Grain report has bad news for corn and soybean stocks


Grain report released

A major grain report is out showing fewer corn and bean stocks from last year. According to the Quarterly Grain Stocks report out at the end of the September from the UUSDA, old crop corn stored in all positions was 1.24 billion bushels, down 36% from the year before.

  Based on end-of-the-year estimates, the U-S-D-A revised that number down 71 million bushels from the previous estimate as well as revising the area planted to 90.7 million acres. In beans, old crop stored in all positions was 256 million bushels, down 51% from the year before.

  Based on its end-of-year estimates that was revised 80.8 million bushels from the last estimate, with planted area revised to 83.4 million acres.
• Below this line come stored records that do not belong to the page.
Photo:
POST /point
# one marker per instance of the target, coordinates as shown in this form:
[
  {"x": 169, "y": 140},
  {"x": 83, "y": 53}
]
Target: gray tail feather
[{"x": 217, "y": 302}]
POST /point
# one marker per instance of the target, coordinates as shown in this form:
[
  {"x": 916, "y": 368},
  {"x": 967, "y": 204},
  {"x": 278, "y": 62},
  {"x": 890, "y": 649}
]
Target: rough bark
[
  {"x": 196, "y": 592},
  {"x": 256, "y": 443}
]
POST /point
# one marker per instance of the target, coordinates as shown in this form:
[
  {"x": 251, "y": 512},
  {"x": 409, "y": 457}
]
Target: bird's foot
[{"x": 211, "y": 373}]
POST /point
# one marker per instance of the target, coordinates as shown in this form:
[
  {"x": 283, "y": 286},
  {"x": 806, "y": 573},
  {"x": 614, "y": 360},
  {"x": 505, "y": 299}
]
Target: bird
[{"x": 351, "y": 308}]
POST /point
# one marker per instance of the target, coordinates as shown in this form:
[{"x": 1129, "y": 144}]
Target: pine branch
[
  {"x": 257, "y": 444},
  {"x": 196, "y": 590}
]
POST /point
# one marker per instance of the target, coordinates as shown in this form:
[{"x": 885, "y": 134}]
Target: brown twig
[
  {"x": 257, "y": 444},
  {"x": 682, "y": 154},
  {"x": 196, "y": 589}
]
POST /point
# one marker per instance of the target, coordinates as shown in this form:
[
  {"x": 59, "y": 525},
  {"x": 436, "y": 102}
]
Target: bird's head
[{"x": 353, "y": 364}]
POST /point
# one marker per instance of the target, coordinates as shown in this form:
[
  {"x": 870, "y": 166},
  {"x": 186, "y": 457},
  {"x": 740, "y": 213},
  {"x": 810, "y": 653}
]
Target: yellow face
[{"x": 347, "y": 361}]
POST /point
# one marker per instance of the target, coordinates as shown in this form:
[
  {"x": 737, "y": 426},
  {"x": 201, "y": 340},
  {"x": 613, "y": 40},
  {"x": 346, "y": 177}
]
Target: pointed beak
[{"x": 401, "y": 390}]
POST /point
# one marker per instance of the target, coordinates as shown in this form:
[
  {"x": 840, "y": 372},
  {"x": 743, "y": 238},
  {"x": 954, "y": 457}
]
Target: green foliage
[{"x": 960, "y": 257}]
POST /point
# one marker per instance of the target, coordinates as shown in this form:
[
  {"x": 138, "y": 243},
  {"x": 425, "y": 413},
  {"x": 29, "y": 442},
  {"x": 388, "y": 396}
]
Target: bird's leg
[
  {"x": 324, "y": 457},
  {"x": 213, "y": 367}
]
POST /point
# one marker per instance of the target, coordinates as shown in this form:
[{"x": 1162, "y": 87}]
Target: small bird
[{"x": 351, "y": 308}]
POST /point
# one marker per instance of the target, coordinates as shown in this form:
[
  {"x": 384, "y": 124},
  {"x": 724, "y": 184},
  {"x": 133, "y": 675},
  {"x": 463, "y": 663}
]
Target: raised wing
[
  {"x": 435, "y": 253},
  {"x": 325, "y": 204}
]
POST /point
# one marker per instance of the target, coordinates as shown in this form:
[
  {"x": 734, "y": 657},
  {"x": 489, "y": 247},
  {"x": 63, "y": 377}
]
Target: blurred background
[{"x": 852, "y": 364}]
The Iowa grain stocks report shows corn stored in all positions was 245 million bushels, down 32% from the year before.

USDA monthly price report

  The U-S-D-A also released Iowa’s monthly prices report..

  Average prices farmers sold corn in August was six dollars 38 cents a bushel.. sixteen cents above the July price.. and three dollars 30 cents above August of 2020..

  Average soybeans sold in Iowa for 13 dollars 70 cents a bushel.. 70 cents below the July price but five dollars above the 2020 price..

A look at the markets

Market analyst Alan Brugler has the week recap:

“Well the corn market in particular was rallying right up until the USDA report came out on Thursday, the trade had convinced itself that most of the September grain stocks reports in the last half a dozen years had all been bullish so let’s buy it ahead of time and get in on the ride. Well USDA gave us a bearish report. They did cut last year’s corn production, there had been some thinking in the trade that some areas were a lot more deficient on corn than what USDA was showing, they were right. but on the other hand, they found more inventory in other places. On the soybean side it was definitely a bearish report. They raised old corp production more than 80 million bushels they basically were forced to do that because if on paper it say you have no beans but you have beans, then obviously there were some beans you didn’t know about. Cattle futures were under pressure all week, technical, mostly technical selling there’s a 2/3rds speedline that was broken which said you needed to go back and retest the 120 dollar on the October futures. Cash really hasn’t moved much. We have seen change int he spreads between the north and the south. USDA confirmed not only do we have fewer hogs out there but farrowing intentions are still only running 97-98 percent of a year ago meaning, hog producers are not expecting to ramp up, even if prices are in the 80s and 90s here from fairly attractive historically.”